Ayer descolgué mi cabeza del tubo de la ducha. Ya tengo al menos ocho cosas que quiero hacer. Ya no escribiré más poemas, ahora voy a dibujar comics: una serie de monigotes con cabellos esponjados y aretes largos, que gusten de los peces y las abejas, que tengan jardines zen en las salas de sus casas, y que muestren cierta patología con apretarse las uñas de los pies cuando se les encarnen.

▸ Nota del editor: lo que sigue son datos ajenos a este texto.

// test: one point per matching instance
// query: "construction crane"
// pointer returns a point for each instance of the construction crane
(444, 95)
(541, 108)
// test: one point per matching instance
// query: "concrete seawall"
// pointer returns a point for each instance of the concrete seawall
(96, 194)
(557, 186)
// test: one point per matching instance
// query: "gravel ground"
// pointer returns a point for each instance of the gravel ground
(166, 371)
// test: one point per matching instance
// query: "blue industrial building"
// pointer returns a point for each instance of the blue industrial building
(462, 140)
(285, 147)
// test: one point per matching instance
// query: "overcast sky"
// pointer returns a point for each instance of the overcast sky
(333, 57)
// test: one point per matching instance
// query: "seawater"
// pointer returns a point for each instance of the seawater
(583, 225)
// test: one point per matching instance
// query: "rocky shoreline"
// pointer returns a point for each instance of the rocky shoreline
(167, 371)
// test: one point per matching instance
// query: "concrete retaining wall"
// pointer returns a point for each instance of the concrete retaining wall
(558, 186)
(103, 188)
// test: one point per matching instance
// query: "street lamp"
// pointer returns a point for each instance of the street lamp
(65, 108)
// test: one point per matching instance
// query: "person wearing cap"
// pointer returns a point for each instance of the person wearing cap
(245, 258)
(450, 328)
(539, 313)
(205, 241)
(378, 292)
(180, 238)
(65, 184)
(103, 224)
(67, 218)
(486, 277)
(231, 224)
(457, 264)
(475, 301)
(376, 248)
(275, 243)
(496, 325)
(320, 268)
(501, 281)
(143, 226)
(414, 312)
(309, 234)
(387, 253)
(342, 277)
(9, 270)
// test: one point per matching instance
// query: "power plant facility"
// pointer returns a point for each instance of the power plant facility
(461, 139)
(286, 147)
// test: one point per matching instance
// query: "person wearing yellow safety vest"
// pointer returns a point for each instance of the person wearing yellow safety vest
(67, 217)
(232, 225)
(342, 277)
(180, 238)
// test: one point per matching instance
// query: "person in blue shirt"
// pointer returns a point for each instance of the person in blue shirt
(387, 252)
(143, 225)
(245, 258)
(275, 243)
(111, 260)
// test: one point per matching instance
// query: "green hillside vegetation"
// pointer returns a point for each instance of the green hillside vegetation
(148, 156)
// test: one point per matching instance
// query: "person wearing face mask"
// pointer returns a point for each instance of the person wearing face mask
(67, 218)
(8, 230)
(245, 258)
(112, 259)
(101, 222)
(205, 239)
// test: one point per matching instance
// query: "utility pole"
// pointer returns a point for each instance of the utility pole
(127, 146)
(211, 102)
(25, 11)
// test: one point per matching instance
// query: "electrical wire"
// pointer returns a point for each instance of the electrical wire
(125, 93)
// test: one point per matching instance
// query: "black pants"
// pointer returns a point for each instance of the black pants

También vigilaré a las cucarachas. Voy a perseguirlas con una cajita de madera en las manos. Y cuando me aburra, voy a hundirme los dedos en los ojos para ver estrellas y lacitos negros. He pensado además en volverme buda, sentarme debajo de una mata de alambres, y no enterarme si alguien espera algo de mí. Voy a recolectar lápices de colores, como Alejandra, pero no los regalaré a mis amigos. Los pondré en fila india en la mesa de la sala para esperar el próximo terremoto, o si se tarda, dejaré uno por día en cualquier taxi que tome.
Ahora en navidad, voy a fotografiarme con los reyes magos en la Alameda, y le daré un billete de veinte pesos a la señora de los chicles en el metro Bellas Artes para que me cuente otra vez la historia de los fantasmas que viven en su casa, y la de los conejos, pero no escribiré ningún poema, no lo haré.